Sam Kadri was in his car racing through the streets of London, Ont., when his brother called to tell him he had missed the birth of Nazem, his second child and only son.
"When I hung up the phone, the next song that came on the radio was Tom Cochrane's Big League," he said. "I'm not making this up. You know how the song goes, don't you? 'My son is going to play in the Big League.' Somebody was trying to tell me something."
A father's dream of the NHL is unlikely for any Canadian kid, but even more so for Nazem Kadri. The centre will be only the second Muslim to play in the NHL when he suits up for the Toronto Maple Leafs, who selected him with the seventh pick in Friday's draft.
Canada's increasing diversity hasn't been quickly reflected in the nation's favourite sport.
"I can't speak for all immigrants," said Sam, who has a garage and car dealership. "But when you come here, you want to fit in as a Canadian. Getting your son involved in hockey was a way to channel or a vehicle to becoming Canadian.
"I look back and think how fortunate we were to get involved in hockey. I can't say a bad word about our journey in hockey."
Sam's best sport was basketball. But all his friends loved hockey, so he developed a passion for the sport. He cheered for the Montreal Canadiens because they were the best hockey team when he was growing up. Years later, when he married Sue, born in Canada but of Lebanese descent, he thought to himself that if they ever had a son, he would put him into hockey.
Born and raised in Montreal, Ramzi Abid was the first Muslim to play in the NHL after being selected in the second round by the Phoenix Coyotes 11 years ago. He played 68 games for the Coyotes, Pittsburgh Penguins, Atlanta Thrashers and Nashville Predators. But his brief foray into the NHL received little attention.
There will be a larger spotlight on Mr. Kadri. He will play for the iconic Leafs in a multicultural city that has 250,000 Muslims. "It's nice for my community to be recognized as a pro hockey player," Mr. Kadri said. "There's a lot of stereotypes about Lebanese, like they don't set foot on ice, but here I am.
"Being a role model is an important thing for me. Hopefully, these kids can look at me and use me as a role model. A lot of Muslim kids are going to start playing hockey because they see someone like them be successful in that area."
That remains to be seen. Willie O'Ree was the first black player to perform in the NHL in 1958. Fifty-one years later, there are only about 20 playing in the league. Sam Kadri, however, has noticed that more Muslims and other minority groups are playing hockey.
"Absolutely, I see it already," Sam said. "The kids of my younger brother are playing and so are kids of my friends."
There have been concerns that participation in minor hockey has dwindled and that a contributing factor has been the changing ethnic makeup of Canada.
Last fall, the Leafs expressed a need to broaden their fan base.
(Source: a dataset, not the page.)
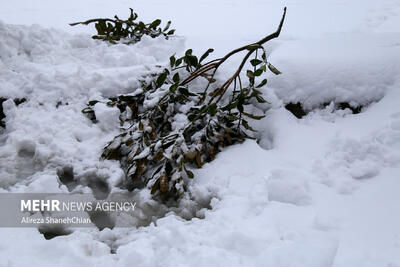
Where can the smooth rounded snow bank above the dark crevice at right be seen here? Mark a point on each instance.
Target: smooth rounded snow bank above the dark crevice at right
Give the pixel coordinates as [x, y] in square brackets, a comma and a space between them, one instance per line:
[359, 76]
They cited statistics such as minor-hockey participation in the Greater Toronto Hockey League having gone down to 37,000 from 46,000 in the past decade, as well as the changing face of the city. Half of those who live in the Toronto area were born outside Canada, and by 2018, studies predict half of the city's population will be visible minorities.
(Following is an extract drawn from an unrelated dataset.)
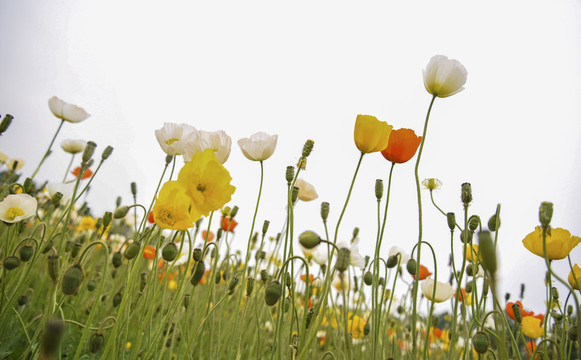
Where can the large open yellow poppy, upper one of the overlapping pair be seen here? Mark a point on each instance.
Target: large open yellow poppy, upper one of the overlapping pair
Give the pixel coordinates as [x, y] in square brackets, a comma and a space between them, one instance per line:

"If this has a ripple effect on the young players in the Muslim community to take up hockey, then that's a wonderful side effect," Leafs GM Brian Burke said. "If that increases our player pool in a part of society we're not touching right now, that's great."
Mr. Kadri, 18, was president of the Muslim student association at his London high school, but his father doesn't feel there will be any extra pressure for Mr. Kadri to perform well and do the Lebanese and Muslim community proud.
"Any hockey player in the NHL has pressure to play well and be a role model," he said. "Nazem always has handled pressure well. But he doesn't just want to set an example for Muslims, but also Christians, Catholics or Jews."
Sam Kadri added that he has realigned his NHL allegiances.
"Montreal is the archenemy now," he said. "I'm still in disbelief. It's a bit overwhelming. We have a close family, and we have been fortunate that Nazem played nearby in Kitchener in his first two years of junior and then played at home in London.
"Now, in the NHL, he'll only be two hours away. We couldn't be happier."